Sunday, July 29, 2012

Three Letter Word Space

I've been sitting on this one for a while, but +Karl Steinke was pondering which length of word filled the largest percentage of its possibility space.  That is, of all possible 3 (or 4 or whatever) letter combinations, what length of combination has the largest percentage of real words?  We decided it had to be short words, probably between 3 and 5, but my money is on 3, which is convenient because that's also the largest number of letters that's easy to graph (since you can put it in 3 dimensions) and the shortest length of crossword clue.  In this case, I'm using the looser definition of "word" that encompasses any 3 letter combination that shows up in one of my puzzles.

For 3 letter combinations, there are 26^3 (17576) possible values, running from AAA to ZZZ.  The official Scrabble word list has 1014 words (5.77%), and my crossword word list has 3070 words (17.5%).  Check out the full graph and some highlights below the fold.

Wednesday, July 4, 2012

Digression: Visualizing Supreme Court Cases

I lost a couple of days worth of work on the Crossword puzzle stats, and I've been working on building back the motivation to do it all over again.  But last week (the day after the Obamacare ruling in the Supreme Court) I was listening to NPR and they were talking about how polarized the court has become, as well as how "betrayed" the conservatives felt about how "their" Justice, John Roberts, voted.

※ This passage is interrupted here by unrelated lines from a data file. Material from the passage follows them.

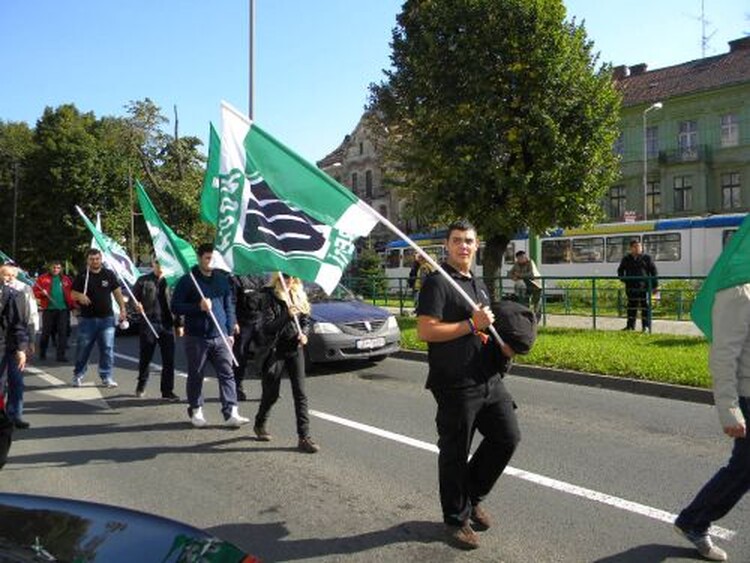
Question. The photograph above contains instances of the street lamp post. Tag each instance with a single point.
(657, 105)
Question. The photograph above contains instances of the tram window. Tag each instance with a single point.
(510, 253)
(726, 236)
(588, 250)
(617, 247)
(407, 257)
(663, 248)
(556, 251)
(393, 258)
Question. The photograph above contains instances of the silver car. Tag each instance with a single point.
(346, 328)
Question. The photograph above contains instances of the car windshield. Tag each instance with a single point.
(316, 294)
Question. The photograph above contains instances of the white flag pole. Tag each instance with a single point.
(430, 260)
(214, 319)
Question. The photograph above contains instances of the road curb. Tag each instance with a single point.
(635, 386)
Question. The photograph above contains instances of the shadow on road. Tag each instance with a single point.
(267, 542)
(653, 553)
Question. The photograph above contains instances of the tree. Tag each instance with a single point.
(494, 110)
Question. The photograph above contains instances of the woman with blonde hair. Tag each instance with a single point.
(284, 341)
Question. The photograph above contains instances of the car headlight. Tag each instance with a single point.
(325, 328)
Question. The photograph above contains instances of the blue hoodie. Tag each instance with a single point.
(186, 301)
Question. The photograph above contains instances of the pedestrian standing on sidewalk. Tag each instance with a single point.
(469, 391)
(729, 363)
(93, 289)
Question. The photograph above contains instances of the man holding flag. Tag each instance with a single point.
(722, 311)
(93, 290)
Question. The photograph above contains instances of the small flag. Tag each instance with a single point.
(730, 269)
(275, 211)
(114, 255)
(175, 255)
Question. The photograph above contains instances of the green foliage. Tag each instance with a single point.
(681, 360)
(73, 158)
(495, 111)
(367, 275)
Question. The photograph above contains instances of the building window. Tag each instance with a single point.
(368, 183)
(652, 142)
(683, 193)
(619, 147)
(730, 191)
(730, 131)
(687, 140)
(653, 198)
(616, 202)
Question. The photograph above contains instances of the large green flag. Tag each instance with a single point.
(276, 211)
(175, 255)
(730, 269)
(113, 254)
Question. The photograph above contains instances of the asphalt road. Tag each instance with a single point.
(597, 477)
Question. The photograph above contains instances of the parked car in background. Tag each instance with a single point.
(39, 528)
(346, 328)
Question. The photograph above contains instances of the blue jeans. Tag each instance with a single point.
(15, 385)
(92, 331)
(725, 489)
(198, 351)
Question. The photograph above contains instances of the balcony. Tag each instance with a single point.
(697, 153)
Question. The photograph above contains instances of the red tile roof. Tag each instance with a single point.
(687, 78)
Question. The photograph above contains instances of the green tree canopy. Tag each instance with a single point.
(495, 110)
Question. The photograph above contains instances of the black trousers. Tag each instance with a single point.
(273, 370)
(55, 322)
(244, 351)
(638, 299)
(148, 344)
(488, 408)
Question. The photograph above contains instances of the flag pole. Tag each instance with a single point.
(215, 320)
(430, 260)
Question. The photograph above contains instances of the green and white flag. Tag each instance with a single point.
(113, 254)
(730, 269)
(275, 211)
(174, 254)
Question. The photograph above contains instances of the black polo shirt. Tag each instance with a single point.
(458, 362)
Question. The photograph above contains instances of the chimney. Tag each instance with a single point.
(620, 72)
(741, 44)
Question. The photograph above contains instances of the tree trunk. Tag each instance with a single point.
(492, 261)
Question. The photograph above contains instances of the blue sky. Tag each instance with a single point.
(313, 58)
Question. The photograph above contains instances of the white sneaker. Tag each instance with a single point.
(235, 420)
(198, 420)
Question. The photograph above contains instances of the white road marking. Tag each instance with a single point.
(535, 478)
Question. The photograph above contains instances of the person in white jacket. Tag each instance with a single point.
(729, 362)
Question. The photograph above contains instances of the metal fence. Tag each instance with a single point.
(590, 296)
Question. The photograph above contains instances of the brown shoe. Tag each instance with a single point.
(463, 537)
(262, 433)
(307, 446)
(480, 518)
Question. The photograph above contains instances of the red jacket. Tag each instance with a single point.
(43, 287)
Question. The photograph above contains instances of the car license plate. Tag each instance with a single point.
(370, 343)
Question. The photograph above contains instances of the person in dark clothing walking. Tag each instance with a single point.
(638, 272)
(152, 299)
(203, 338)
(246, 288)
(469, 392)
(283, 355)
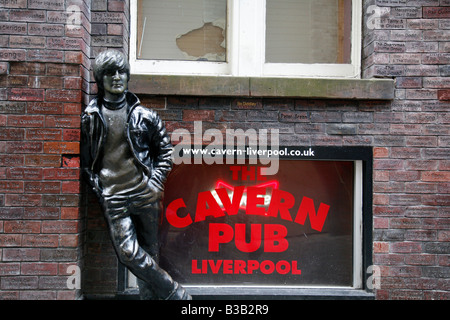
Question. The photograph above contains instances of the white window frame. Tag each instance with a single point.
(357, 282)
(246, 25)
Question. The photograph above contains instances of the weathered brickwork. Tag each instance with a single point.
(409, 42)
(48, 222)
(44, 61)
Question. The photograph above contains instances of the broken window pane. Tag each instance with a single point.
(308, 31)
(182, 30)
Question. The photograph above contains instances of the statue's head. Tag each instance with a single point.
(107, 63)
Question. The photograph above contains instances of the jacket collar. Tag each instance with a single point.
(95, 104)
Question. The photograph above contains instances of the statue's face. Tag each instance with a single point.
(115, 84)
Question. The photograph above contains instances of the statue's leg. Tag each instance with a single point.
(146, 217)
(133, 256)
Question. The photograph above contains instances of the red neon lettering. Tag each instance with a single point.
(252, 265)
(277, 205)
(172, 216)
(274, 238)
(255, 237)
(239, 267)
(253, 200)
(219, 233)
(307, 208)
(269, 264)
(215, 267)
(231, 207)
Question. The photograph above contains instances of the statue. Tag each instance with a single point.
(126, 157)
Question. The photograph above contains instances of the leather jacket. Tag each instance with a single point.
(146, 135)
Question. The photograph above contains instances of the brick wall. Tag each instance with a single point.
(410, 43)
(46, 80)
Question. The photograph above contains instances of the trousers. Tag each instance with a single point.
(133, 222)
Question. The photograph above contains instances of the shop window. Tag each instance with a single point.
(260, 38)
(230, 231)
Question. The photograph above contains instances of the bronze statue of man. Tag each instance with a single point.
(126, 157)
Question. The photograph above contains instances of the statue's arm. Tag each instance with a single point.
(162, 161)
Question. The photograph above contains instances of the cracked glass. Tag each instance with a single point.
(192, 30)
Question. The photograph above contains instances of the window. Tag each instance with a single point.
(257, 38)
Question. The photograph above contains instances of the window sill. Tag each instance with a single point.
(364, 89)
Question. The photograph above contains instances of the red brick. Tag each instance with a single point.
(380, 247)
(62, 121)
(22, 200)
(71, 135)
(11, 186)
(22, 227)
(45, 82)
(10, 240)
(25, 121)
(198, 115)
(40, 240)
(72, 108)
(70, 187)
(23, 147)
(444, 95)
(74, 57)
(441, 176)
(58, 227)
(42, 187)
(72, 83)
(436, 12)
(380, 152)
(43, 160)
(405, 247)
(63, 95)
(44, 134)
(71, 162)
(70, 213)
(62, 147)
(45, 108)
(69, 240)
(61, 173)
(34, 268)
(21, 254)
(9, 269)
(45, 55)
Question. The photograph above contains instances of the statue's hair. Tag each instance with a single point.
(108, 62)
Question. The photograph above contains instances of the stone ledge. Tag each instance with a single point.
(364, 89)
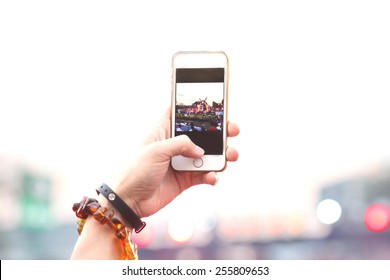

So of course I thought, "that sounds like fun!".  And I tracked down an actually very nice dataset on Wikipedia for the 2000 session and onward (wiki:2000_term_opinions_of_the_Supreme_Court_of_the_United_States).

Over the course of last weekend,  I got to the point where I could visualize *something*, and it looked a lot like this:
 Each vertical bar is a case and each horizontal line shows how each Justice contributed, Green blocks are the Majority opinion, Blue blocks are Concurrences, and Red blocks are Dissents, large gaps inside a block indicates multiple Justices wrote (eg) Dissents.  The Justices' lines are colored by the party of the President who placed them on the court.  By way of example, that third case there is Bush v. Gore, you can see (well, maybe you can't it's definitely the most complicated to draw), that 5 justices participated in the majority, including three that also contributed to the same concurrence.  The other four Justices wrote four separate Dissents.  As you can see, it gets very messy, very quick.

As a first pass, I keep the Justices in their natural list order, so within each opinion, Rehnquist will be at the top and Breyer will be at the bottom.  I figured this would provide some continuity that would make it easier to follow. But, looking at it, maybe not so much...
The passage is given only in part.